2

For the input training set ${ \{ ({ x }_{ i }{ y }_{ i })\} }_{ i=1 }^{ n }$ if the loss function is L(y, f(x)), then we initialize the model $M_0$ by finding the $\gamma$ which minimizes: $$ F_0(x) = \sum _{ i=1 }^{ n }{ L{ (y }_{ i, } } \gamma ) $$

which means, for every 'x' we define a model which always gives a constant value $\gamma$

So, now, in the 1st iteration, how come we are able to calculate the derivate of Loss function with respect to the previous model's function, (which is a constant $\gamma$), as derivates with respect to constant are not defined.

Can anyone explain what I'm understanding wrong over here ?

1 Answers1

1

I think your understanding is mostly fine. :)
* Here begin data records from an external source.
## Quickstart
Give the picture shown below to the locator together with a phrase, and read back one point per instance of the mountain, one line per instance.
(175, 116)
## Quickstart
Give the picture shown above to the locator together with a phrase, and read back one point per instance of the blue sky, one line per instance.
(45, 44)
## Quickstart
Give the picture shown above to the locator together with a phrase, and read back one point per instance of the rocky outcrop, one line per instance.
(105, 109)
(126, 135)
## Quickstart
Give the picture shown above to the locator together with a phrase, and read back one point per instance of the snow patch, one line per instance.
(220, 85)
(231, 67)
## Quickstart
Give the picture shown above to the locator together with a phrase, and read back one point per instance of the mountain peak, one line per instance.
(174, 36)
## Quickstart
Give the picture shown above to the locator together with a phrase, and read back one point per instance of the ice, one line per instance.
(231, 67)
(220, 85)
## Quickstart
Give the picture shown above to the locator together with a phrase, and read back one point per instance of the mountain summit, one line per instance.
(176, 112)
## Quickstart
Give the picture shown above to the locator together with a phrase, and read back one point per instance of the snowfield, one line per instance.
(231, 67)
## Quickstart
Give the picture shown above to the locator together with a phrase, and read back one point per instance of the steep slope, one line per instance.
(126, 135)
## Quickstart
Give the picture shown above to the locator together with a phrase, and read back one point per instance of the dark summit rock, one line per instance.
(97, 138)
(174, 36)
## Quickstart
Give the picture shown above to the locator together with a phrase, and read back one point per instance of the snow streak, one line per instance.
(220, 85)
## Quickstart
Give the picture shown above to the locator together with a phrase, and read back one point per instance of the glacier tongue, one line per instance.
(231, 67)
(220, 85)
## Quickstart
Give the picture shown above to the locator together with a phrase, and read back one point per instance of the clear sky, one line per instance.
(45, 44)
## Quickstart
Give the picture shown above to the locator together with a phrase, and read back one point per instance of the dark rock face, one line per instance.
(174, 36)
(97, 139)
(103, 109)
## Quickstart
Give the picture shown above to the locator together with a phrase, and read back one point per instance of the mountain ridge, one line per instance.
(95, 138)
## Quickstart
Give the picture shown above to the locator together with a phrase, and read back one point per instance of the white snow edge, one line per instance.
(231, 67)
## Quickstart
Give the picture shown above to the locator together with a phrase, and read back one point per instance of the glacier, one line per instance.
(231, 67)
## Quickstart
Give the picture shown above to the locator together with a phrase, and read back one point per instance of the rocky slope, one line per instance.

I alluded to what happens during the first boosting iteration in the earlier question: Why we fit xᵢ vs errorᵢ in Gradient Boosting. The first iteration is consider to start either from the 0 or the mean value of the response variable. Some packages (e.g. LightGBM) even go as far as to provide a boost_from_average option. That being said, the derivatives themselves are not with respect to a constant because they are defined through the residuals of the loss function for a particular point. Simply put, the gradient for the $i$ point for the $m$-th iteration is $g_{im} = [ \frac{\partial L(y_i, f(x_i)}{\partial f(x_i)}]$, i.e. we care for the loss $L$ wrt. to $f$ which is obviously not constant (even when making the first iteration).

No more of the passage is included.